À noter que je n’ai pas de souci avec les hommes ! Mais j’ai toujours remarqué que si on mêle les hommes et les femmes pour une activité sportive, il y a toujours la notion de performance qui s’installe. Et je ne voulais surtout pas ça. Je voulais pouvoir proposer à mes clientes des expériences qui leur offrent de regagner leur confiance en elles avant tout.
Je suis très branchée sur tout ce qui est transgénérationnel et je suis persuadée que nous, les femmes, portons les freins de nos prédécesseuses : elles n’avaient pas le droit de conduire ou même de faire du sport. Je crois que cette retenue de l’imaginaire collectif féminin est ancrée en nous. C’est pour ça, je pense, que les femmes ont souvent peur. Je le vois avec celles qui participent aux excursions : la peur est le plus grand frein. Peur de décevoir, peur de ralentir le groupe, peur de ne connaître personne… Je dis à ces femmes qu’elles sont tout à fait capables de faire ces randonnées, ces sorties en raquettes, ces expéditions. Je leur dis que c’est 70 % dans la tête et 30 % dans les jambes.
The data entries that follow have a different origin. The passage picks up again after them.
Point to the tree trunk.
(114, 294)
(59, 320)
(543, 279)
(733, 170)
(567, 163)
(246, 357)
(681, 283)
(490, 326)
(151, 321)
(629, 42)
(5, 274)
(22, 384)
L’idée, c’est aussi qu’elles se permettent de s’octroyer du temps pour elles, sans culpabiliser. C’est compliqué car mes clientes sont souvent des mamans et ne se sentent pas toujours légitimes à investir de l’argent pour elles-mêmes.
Au départ d’une « aventure », qu’elle soit sur une demi-journée, un séjour de 3-4 jours ou à l’étranger, on commence toujours par un petit tour de table, où chacune se présente. Après, durant les randonnées ou pendant les repas, il y a beaucoup de moments partagés. Ce que je trouve très fort dans la symbolique de la rando, c’est qu’on part toutes au même niveau et dans la même direction, toutes avec le même objectif. Parfois, en rentrant en fin d’après-midi, il y a des bains nordiques, le yoga ou du temps de repos. Je termine toujours le séjour par un déjeuner pour faire un petit bilan, le dernier moment convivial où chacune échange sur ce qu’elle a ressenti. Il y a eu des super rencontres, beaucoup continuent de se voir après l’aventure.
Il n’y a pas de niveaux, j’y tiens. Le seul prérequis, c’est d’avoir une bonne condition physique, un bon mental, et l’envie de se dépasser un peu.
Quand une participante est négative sur elle-même, sur ses capacités, je ne la lâche pas d’une semelle et, généralement, elle est hyper fière d’être arrivée au sommet. Et puis, il y a la force du collectif. J’ai une anecdote sympa à ce propos : on devait bivouaquer lors d’un séjour de randonnées à Névache, dans les Hautes-Alpes, et rien ne s’est passé comme prévu. La météo a tourné à l’orage, il a fallu monter les tentes en urgence. Mais certains binômes ont paniqué. On s’est retrouvées un peu plus entassées que prévu, on a passé une nuit horrible parce que tout était trempé. Et, en fait, c’est l’un de mes plus beaux souvenirs parce qu’il y a eu une espèce de cohésion instantanée qui s’est créée dans cette adversité.
En parallèle du yoga, j’ai beaucoup travaillé la sophrologie et j’ai fait de la visualisation positive, toute jeune, lorsque je jouais au tennis. Mon entraîneur me disait d’écrire des phrases positives sur des post-it et de les disposer chez moi. Cette répétition visuelle te crée les bonnes dispositions pour pouvoir gérer ton match. C’est un tips que je donne souvent en séjour.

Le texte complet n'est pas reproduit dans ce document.